Portfolio,Account,PositionIndicator,Amount
AA123,CURR-AUD,CREDIT,2244.14000000
AA123,CURR-AUD,CREDIT,5.60000000
AA123,CURR-AUD,DEBIT,2249.74000000
AA123,CURR-GBP,CREDIT,0.01000000
AA123,CURR-GBP,DEBIT,0.01000000

A.

#!/bin/bash

# $# means number of arguments supplied to the command. In this case the file to to be read
if [ $# != 1 ]; then
    echo "Usage: $0 input-file"
    exit 1
else
    infile=$1
fi

# assign file descriptor 3 to input file
exec 3< $infile

# read till the end of the file
until [ $done ]
do
    read <&3 myline
 #$? is the exit code, and 0 means success and != 0 means not success. That is no line is read.
    if [ $? != 0 ]; then
        done=1
        continue
    fi

    # process file data line-by-line in here

    echo $myline
done


Q. How will you read and then write to another file?
A.

#!/bin/bash

# $# means number of arguments supplied to the command
if [ $# != 2 ]; then
    # $0 is the script name  $1 is input file and $2 is output file  
    echo "Usage: $0 input-file output-file"
    exit 1
else
    infile=$1
fi

# assign file descriptor 3 to input file
exec 3< $infile

# read till the end of the file
until [ $done ]
do
    read <&3 myline
 #$? is the exit code, and 0 means success and != 0 means not success. That is no line is read.
    if [ $? != 0 ]; then
        done=1
        continue
    fi
   
   # process file data line-by-line
   
    # append to output file.
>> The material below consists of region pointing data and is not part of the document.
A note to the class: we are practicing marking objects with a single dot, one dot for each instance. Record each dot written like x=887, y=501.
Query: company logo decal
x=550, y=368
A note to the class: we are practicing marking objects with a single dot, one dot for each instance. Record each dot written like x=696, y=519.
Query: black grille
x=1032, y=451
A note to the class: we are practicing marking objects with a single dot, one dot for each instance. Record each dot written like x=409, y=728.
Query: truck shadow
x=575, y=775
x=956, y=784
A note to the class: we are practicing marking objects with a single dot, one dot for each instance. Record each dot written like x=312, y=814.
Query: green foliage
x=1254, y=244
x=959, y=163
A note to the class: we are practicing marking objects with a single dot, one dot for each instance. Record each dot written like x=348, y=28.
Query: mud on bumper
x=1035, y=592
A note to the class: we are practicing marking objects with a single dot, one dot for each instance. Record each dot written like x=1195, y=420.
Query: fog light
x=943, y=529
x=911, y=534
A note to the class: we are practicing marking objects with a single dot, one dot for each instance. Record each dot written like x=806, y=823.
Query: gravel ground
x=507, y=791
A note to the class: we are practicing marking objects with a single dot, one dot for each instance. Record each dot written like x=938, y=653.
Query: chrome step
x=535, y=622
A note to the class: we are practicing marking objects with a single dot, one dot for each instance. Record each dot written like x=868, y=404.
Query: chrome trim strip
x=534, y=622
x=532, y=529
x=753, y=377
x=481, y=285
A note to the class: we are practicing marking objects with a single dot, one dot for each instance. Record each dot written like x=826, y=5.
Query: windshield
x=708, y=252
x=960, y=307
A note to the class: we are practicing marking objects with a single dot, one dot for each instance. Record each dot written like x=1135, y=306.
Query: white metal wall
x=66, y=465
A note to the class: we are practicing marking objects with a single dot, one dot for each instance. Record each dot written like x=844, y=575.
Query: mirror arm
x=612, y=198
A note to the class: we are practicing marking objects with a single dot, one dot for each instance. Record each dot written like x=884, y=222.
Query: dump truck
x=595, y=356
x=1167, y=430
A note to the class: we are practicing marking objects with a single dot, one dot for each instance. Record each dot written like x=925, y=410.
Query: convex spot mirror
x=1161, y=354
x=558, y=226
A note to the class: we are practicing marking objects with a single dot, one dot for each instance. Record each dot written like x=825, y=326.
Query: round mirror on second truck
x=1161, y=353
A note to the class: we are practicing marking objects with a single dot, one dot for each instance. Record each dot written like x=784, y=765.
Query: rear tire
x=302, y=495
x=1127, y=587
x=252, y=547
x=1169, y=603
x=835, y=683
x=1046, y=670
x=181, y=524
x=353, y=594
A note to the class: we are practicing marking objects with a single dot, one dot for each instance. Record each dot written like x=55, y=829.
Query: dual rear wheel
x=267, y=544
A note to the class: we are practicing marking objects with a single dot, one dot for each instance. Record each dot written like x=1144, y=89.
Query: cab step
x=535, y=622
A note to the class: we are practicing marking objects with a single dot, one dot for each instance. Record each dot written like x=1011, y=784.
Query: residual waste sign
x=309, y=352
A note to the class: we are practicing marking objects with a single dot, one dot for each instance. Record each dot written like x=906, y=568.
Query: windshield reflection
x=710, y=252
If you run it more than once, it keeps appending.
    echo $myline >> $2 
done

Q. How will you empty or clear the contents of a file?
A.

cat /dev/null > /drives/c/jpm_out/simple-out.csv

Q. How will you read the file and then write to another file with CSV data in  different order?

Account,Portfolio,PositionIndicator,Amount
CURR-AUD,AA123,CREDIT,2244.14000000
CURR-AUD,AA123,CREDIT,5.60000000
CURR-AUD,AA123,DEBIT,2249.74000000
CURR-GBP,AA123,CREDIT,0.01000000

A. Here is the revised shell script

#!/bin/bash

# $# means number of arguments supplied to the command
if [ $# != 2 ]; then
    # $0 is the script name  $1 is input file and $2 is output file  
    echo "Usage: $0 input-file output-file"
    exit 1
else
    infile=$1
fi

# assign file descriptor 3 to input file
exec 3< $infile

export IFS=","

# read till the end of the file
until [ $done ]
do
    # read 4 columns into a,b,c, and d
    read <&3 a b c d
 #$? is the exit code, and 0 means success and != 0 means not success. That is no line is read.
    if [ $? != 0 ]; then
        done=1
        continue
    fi
   
   # process file data line-by-line
   
    # append to output file. If you run it more than once, it keeps appending.